Chaudhry was Fiji's first Indo-Fijian prime minister, elected to lead the country in 1999.
But after a year in power, his government was overthrown by a civilian-led putsch in May 2000.
"I accept the apology by you and by the Methodist Church," Chaudhry said.
He described the painful events of the past and said he was touched by the magnanimous gesture displayed at the service.
"We are deeply honored and touched," he said.
"Prime Minister Rabuka, I also accept your apology be that it is in your personal capacity that you apologise."
The Labour leader believed a sincere apology was owed to the entire nation, as the misguided and unlawful actions of a few extremists had severe consequences for everyone.
The nation as a whole paid a heavy price for the senseless actions of a minority, Chaudhry said.

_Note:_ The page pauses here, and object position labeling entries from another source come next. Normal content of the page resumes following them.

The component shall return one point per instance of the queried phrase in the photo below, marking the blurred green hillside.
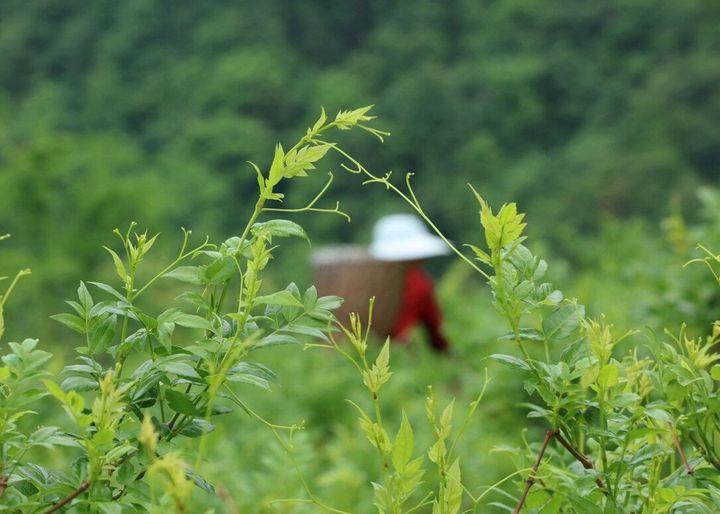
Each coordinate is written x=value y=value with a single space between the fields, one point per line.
x=148 y=110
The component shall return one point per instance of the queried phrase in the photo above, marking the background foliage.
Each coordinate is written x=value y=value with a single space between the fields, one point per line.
x=599 y=119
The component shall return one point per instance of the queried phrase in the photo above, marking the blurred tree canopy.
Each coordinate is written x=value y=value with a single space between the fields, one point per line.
x=148 y=110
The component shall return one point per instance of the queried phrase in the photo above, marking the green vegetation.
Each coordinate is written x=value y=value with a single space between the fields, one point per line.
x=137 y=111
x=170 y=383
x=630 y=422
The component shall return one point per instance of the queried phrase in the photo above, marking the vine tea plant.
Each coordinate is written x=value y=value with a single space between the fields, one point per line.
x=402 y=485
x=144 y=380
x=619 y=424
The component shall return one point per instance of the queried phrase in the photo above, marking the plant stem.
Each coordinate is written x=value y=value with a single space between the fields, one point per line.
x=70 y=497
x=531 y=478
x=676 y=440
x=582 y=459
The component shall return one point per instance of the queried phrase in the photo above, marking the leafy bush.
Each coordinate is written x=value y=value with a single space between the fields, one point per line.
x=631 y=418
x=142 y=379
x=622 y=415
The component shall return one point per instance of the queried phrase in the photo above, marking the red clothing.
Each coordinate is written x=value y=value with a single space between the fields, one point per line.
x=419 y=306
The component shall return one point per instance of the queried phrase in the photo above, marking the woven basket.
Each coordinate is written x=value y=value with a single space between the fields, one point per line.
x=349 y=272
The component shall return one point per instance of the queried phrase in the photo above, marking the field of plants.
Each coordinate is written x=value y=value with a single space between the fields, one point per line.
x=223 y=393
x=166 y=171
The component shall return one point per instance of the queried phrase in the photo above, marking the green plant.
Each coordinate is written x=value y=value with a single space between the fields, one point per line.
x=144 y=380
x=400 y=490
x=619 y=418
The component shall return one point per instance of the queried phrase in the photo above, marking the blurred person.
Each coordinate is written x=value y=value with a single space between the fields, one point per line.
x=404 y=238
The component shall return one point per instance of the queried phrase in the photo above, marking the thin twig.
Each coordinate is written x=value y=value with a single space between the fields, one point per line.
x=70 y=497
x=582 y=459
x=531 y=478
x=676 y=440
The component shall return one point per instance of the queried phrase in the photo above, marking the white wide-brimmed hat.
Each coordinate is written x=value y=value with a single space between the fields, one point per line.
x=404 y=237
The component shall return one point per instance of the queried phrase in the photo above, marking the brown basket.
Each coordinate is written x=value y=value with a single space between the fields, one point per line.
x=349 y=272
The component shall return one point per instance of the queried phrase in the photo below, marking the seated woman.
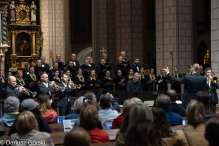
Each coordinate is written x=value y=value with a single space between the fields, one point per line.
x=79 y=79
x=161 y=122
x=120 y=81
x=194 y=132
x=49 y=115
x=56 y=78
x=11 y=106
x=31 y=105
x=107 y=81
x=28 y=130
x=88 y=120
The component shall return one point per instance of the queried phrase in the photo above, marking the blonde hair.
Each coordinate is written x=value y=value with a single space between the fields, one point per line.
x=26 y=122
x=195 y=112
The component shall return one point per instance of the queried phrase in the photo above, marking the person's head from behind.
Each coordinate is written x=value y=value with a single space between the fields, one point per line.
x=140 y=112
x=105 y=101
x=172 y=94
x=163 y=101
x=204 y=97
x=44 y=103
x=161 y=121
x=143 y=133
x=195 y=112
x=11 y=104
x=89 y=117
x=78 y=136
x=26 y=122
x=212 y=131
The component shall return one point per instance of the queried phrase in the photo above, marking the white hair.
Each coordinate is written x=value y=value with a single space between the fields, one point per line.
x=78 y=103
x=11 y=104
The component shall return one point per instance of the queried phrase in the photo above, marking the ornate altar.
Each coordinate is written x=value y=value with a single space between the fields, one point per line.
x=24 y=37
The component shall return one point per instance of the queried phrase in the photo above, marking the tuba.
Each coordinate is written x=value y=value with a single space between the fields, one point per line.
x=215 y=79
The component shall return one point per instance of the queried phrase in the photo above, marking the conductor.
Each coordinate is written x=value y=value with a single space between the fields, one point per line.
x=193 y=83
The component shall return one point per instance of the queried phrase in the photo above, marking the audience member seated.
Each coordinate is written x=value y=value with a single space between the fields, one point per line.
x=106 y=114
x=193 y=133
x=89 y=102
x=139 y=112
x=127 y=105
x=204 y=97
x=49 y=115
x=78 y=136
x=212 y=131
x=31 y=105
x=78 y=104
x=144 y=133
x=163 y=101
x=11 y=106
x=88 y=120
x=176 y=108
x=28 y=131
x=161 y=122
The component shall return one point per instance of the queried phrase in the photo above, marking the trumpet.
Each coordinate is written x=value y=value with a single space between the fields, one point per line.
x=57 y=86
x=28 y=92
x=215 y=79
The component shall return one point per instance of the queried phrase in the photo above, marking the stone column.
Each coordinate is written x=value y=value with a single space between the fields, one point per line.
x=215 y=36
x=54 y=15
x=174 y=32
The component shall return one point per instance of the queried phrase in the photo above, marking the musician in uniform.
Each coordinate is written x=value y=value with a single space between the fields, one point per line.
x=212 y=86
x=120 y=66
x=61 y=65
x=201 y=72
x=73 y=59
x=143 y=79
x=136 y=67
x=11 y=89
x=92 y=82
x=86 y=69
x=108 y=83
x=162 y=81
x=44 y=87
x=188 y=72
x=80 y=80
x=56 y=77
x=65 y=96
x=176 y=86
x=26 y=71
x=120 y=81
x=90 y=64
x=152 y=79
x=32 y=80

"Despite the lofty motives given for the coups, the majority of our indigenous people today are far worse off than they were in 1987," he said.
"Latest statistics show that our iTaukei community comprise 75 percent of those living in poverty. These are shocking statistics. But it also reveals how these simple people were used and misled.
"Someone needs to apologise to them too."
Deputy Prime Minister and National Federation Party leader Prasad, on behalf of the descendants of the Girmitiyas, has also "unreservedly and unequivocally" accepted the apology from the church and Rabuka.
"This milestone will now be part of an indelible history of our nation," Prasad said.
Prasad acknowledged Rabuka's leadership to get this stage.
"At critical crossroads, but collectively overcame insurmountable challenges by harnessing the talents and qualities of all its people."
Another prominent Indo-Fijian leader and the assistant women's minister, Sashi Kiran, also extended her acceptance.
"Thank you for releasing the pain of my people, of my elders," Kiran said.
She said the anger and hate of the Fijian-Indian people was rooted in their lack of acceptance by the Vanua (people and land).
"When our people have shown anger, hate and pain ... when our people heard that they do not belong, [it] was one of the most painful things to hear," she said.
"This is the only motherland our people [Indo-Fijians] know."
Kiran also extended an apology from the Fijian-Indian community for its mistreatment towards the iTaukei people.
"In the last 144 years, we were fighting the British, initially, then we were fighting for our rights, then we kept fighting. We did not pause to embrace the place we are in. We did not pause to express gratitude."
Kiran's apology was accepted by Reverend Vunisuwai on behalf of the Vanua.